Prince, een bijnaam, is 22 en sinds december vorig jaar actief bij het bataljon. Dagelijks rijdt hij met de ambulance tot pal aan de frontlinies, naar plaatsen waar de Hospitaalridders ons niet mee kunnen nemen omdat het leger het niet toestaat. De beruchte double tap van de Russen, waarbij ze na een eerste bombardement wachten tot de hulpverleners ter plaatse zijn en dan een tweede aanval uitvoeren, is het moeilijkste aan dit werk, legt hij uit. ‘We moeten vaak wachten op een tweede aanval terwijl de gewonden daar liggen. Dat wringt natuurlijk, je wilt helpen maar je kunt niet. Maar de regel is: zorg eerst voor je eigen veiligheid, dan voor de ander. Want je kunt een dode held zijn die één iemand het leven heeft gered of je kunt in leven blijven en vijftig mensen redden.’

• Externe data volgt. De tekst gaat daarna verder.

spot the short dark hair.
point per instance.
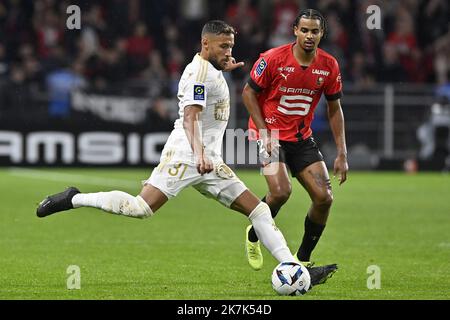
(217, 27)
(311, 14)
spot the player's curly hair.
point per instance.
(312, 14)
(217, 27)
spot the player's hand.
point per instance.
(204, 165)
(268, 149)
(231, 65)
(341, 168)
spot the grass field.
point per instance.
(193, 248)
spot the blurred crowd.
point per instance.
(142, 46)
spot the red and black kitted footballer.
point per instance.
(285, 85)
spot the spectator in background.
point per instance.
(405, 43)
(60, 84)
(158, 116)
(4, 64)
(442, 58)
(16, 102)
(139, 46)
(247, 21)
(359, 71)
(114, 62)
(156, 74)
(284, 12)
(240, 12)
(49, 32)
(391, 70)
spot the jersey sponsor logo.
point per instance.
(320, 72)
(270, 120)
(199, 92)
(261, 67)
(294, 105)
(297, 90)
(319, 81)
(286, 69)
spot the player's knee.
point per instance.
(122, 203)
(281, 194)
(324, 199)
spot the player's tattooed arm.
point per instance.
(336, 118)
(193, 132)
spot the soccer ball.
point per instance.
(291, 279)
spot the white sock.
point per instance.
(117, 202)
(270, 236)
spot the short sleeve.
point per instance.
(193, 93)
(333, 89)
(261, 75)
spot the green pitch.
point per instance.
(193, 248)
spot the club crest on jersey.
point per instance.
(319, 81)
(261, 67)
(199, 92)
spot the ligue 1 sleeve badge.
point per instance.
(199, 92)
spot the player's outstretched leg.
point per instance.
(321, 274)
(58, 202)
(117, 202)
(253, 251)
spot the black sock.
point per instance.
(313, 231)
(251, 233)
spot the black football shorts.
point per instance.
(299, 155)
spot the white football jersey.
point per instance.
(201, 84)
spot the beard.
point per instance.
(216, 64)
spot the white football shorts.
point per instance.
(221, 184)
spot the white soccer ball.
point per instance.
(291, 279)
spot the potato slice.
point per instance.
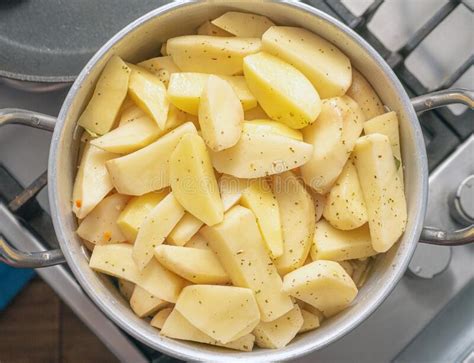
(326, 67)
(155, 227)
(279, 332)
(109, 93)
(333, 244)
(243, 24)
(149, 93)
(178, 327)
(261, 153)
(322, 284)
(259, 198)
(145, 304)
(222, 312)
(193, 181)
(345, 206)
(194, 264)
(284, 93)
(92, 181)
(220, 114)
(297, 221)
(362, 92)
(100, 225)
(239, 246)
(147, 169)
(382, 189)
(208, 54)
(135, 212)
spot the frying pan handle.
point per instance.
(431, 235)
(8, 254)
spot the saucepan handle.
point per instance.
(9, 254)
(432, 235)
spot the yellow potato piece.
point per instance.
(135, 212)
(193, 264)
(333, 244)
(322, 284)
(259, 198)
(297, 221)
(284, 93)
(239, 246)
(109, 93)
(211, 54)
(92, 181)
(154, 229)
(147, 169)
(326, 67)
(345, 206)
(243, 24)
(100, 225)
(222, 312)
(220, 114)
(382, 189)
(193, 181)
(278, 333)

Hij heeft het verschillende keren aan den lijve ondervonden: ‘Soms nemen we ook gewonde burgers mee. Zo lag er eens een gewonde vrouw onder het puin van een kapotgeschoten appartement, in een dorpje niet ver van Zaporizja. We moesten haar zo snel mogelijk weghalen maar toen we te horen kregen dat er een tweede raket onderweg was, moesten we noodgedwongen zelf in de schuilkelder kruipen. De raket kwam inderdaad, hij explodeerde vlakbij. Toen we naar buiten gingen, zagen we dat het huis van de oude vrouw compleet was verwoest. Iedereen die nog binnen zat, was dood, inclusief de vrouw. Waren wij daar aan het werk geweest, dan hadden we het zelf niet overleefd. En zo is het al verschillende keren gegaan.’

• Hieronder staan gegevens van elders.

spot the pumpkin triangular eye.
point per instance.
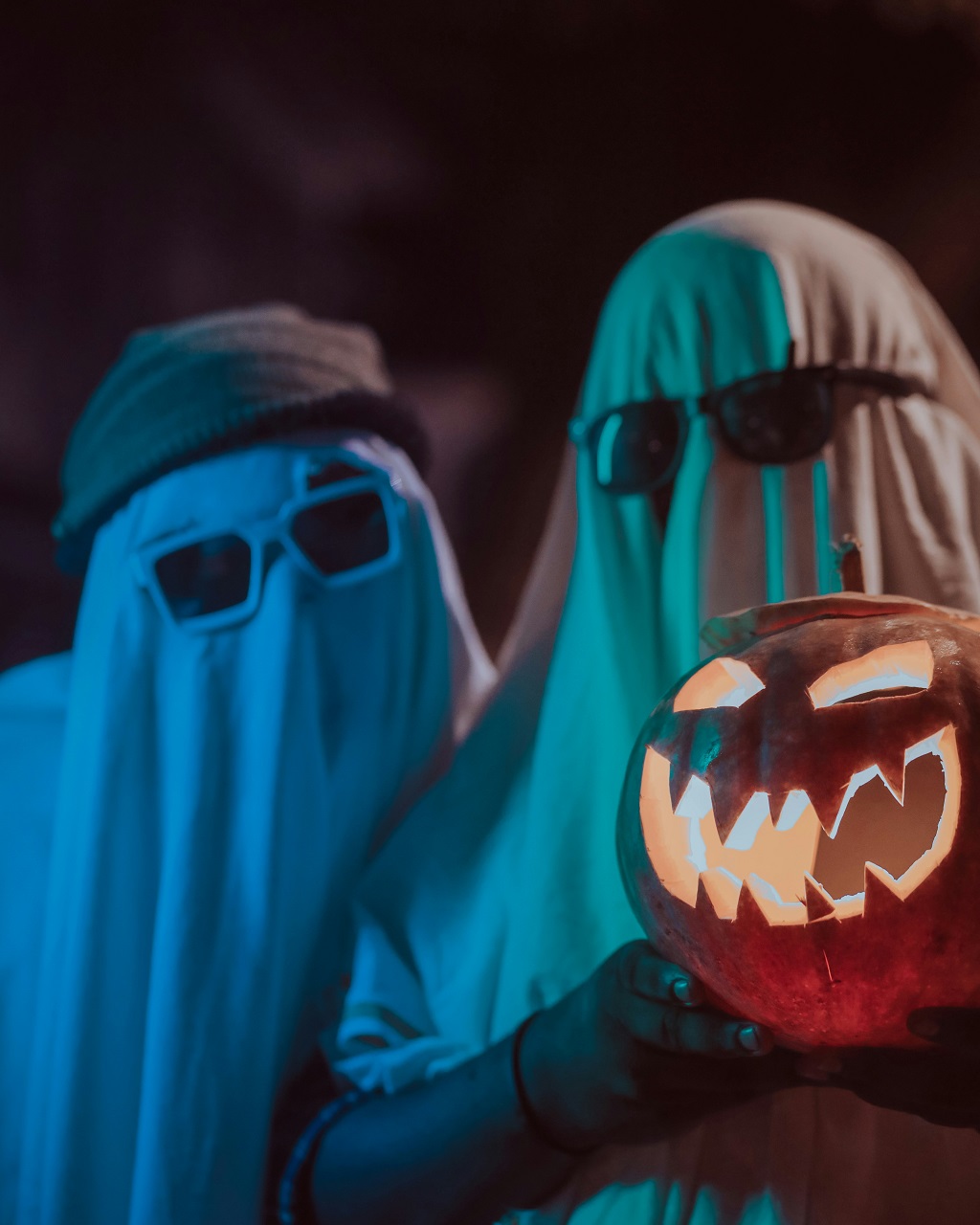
(902, 665)
(720, 682)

Toch denkt hij niet aan stoppen. ‘Als wij het niet doen, doet niemand het. Natuurlijk speelt de adrenaline mee. Maar dat weegt niet op tegen de ellende die je ziet. Ik ben nog maar 22, maar heb in een half jaar al genoeg gruwel gezien voor een heel leven. Het doet me beseffen dat ik geen enkele reden heb om te zeuren over kleine, alledaagse zaken als ik thuis ben. Dat vergeet je weliswaar na een tijdje, maar telkens als ik terugkeer naar het front besef ik hoe blij ik mag zijn dat ik er nog ben. Want de helden van deze oorlog zijn vaak dood of verminkt. En zo’n held wil ik niet zijn.’